2. Davalı Alperen Müteahitlik Otomasyon Sağlık Hiz. Yemek Üretimi ve Gıda San. ve Tic. Ltd. Şti. (Alperen Müteahitlik Şirketi) vekili cevap dilekçesinde; davanın belirsiz alacak davası olarak açılamayacağını, asıl işverenin Millî Eğitim Bakanlığı olduğunu, davacının çalışmasının bir yılın altında olması sebebiyle kıdem tazminatına hak kazanamayacağını, çalıştırıldığı dönemde kendisine tüm alacaklarının ödendiğini, davacının millî ve dinî ... günlerinde çalışmadığını, yıllık izin hakkının oluşmadığını, devreden işveren olarak alacaklardan sorumluluğunun bulunmadığını, sadece kendi çalıştırdığı döneme ilişkin ve devir tarihindeki ücretiyle sınırlı olarak kıdem tazminatından sorumlu tutulabileceğini savunarak davanın reddini istemiştir.
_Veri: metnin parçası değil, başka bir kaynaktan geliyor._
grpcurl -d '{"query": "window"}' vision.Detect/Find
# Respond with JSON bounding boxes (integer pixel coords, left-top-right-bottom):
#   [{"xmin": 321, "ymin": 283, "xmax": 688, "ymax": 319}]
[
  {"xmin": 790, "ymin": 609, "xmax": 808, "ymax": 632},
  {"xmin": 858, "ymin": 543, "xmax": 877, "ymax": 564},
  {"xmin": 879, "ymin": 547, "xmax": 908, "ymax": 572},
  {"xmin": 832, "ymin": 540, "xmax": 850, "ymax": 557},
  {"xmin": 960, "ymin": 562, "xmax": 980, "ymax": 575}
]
3. İlgili Şirket ... Müteahhitlik Yemek Temz. Gıda Pet. Ürün. Otom. Tar. San. Tic. Ltd. Şti. (... Müteahhitlik Şirketi) vekili cevap dilekçesinde; alacakların zamanaşımına uğradığını, dava konusu alacakların belirsiz alacak davasına konu edilemeyeceğini, davacının işi haklı neden olmaksızın terk ettiğini, kıdem tazminatına hak kazanılması için aynı işveren yanında bir yıldan fazla çalışması gerektiğini ve davacının davalı yanında 1 yıldan az bir süre çalıştığını bu nedenle kıdem tazminatına hak kazanamadığını savunarak davanın reddini istemiştir.

III. MAHKEME KARARI

Mahkemenin 08.10.2015 tarihli ve 2014/395 Esas, 2015/952 Karar sayılı kararı ile; dosya kapsamı ve tanık beyanlarından davacının fazla çalışma ücreti alacaklarının zamanında ödenmemesi nedeniyle haklı nedenle ... sözleşmesini feshederek işten ayrıldığı, bu nedenle kıdem tazminatına hak kazandığı, davacının ödenmeyen fazla çalışma, ... ... ve genel tatil ile hafta tatili ücreti alacaklarının bulunduğu, davalılar Millî Eğitim Bakanlığı ve ... Müteahhitlik Şirketinin davacının alacaklarından asıl işveren ve alt işveren olarak birlikte sorumlu oldukları, husumet itirazlarının yerinde görülmediği gerekçesiyle davanın kısmen kabulüne karar verilmiştir.

IV. BOZMA VE BOZMADAN SONRAKİ YARGILAMA SÜRECİ

A. Birinci Bozma Kararı

1. Mahkemenin yukarıda belirtilen kararına karşı süresi içinde davalılar vekili tarafından ayrı ayrı temyiz isteminde bulunulmuştur.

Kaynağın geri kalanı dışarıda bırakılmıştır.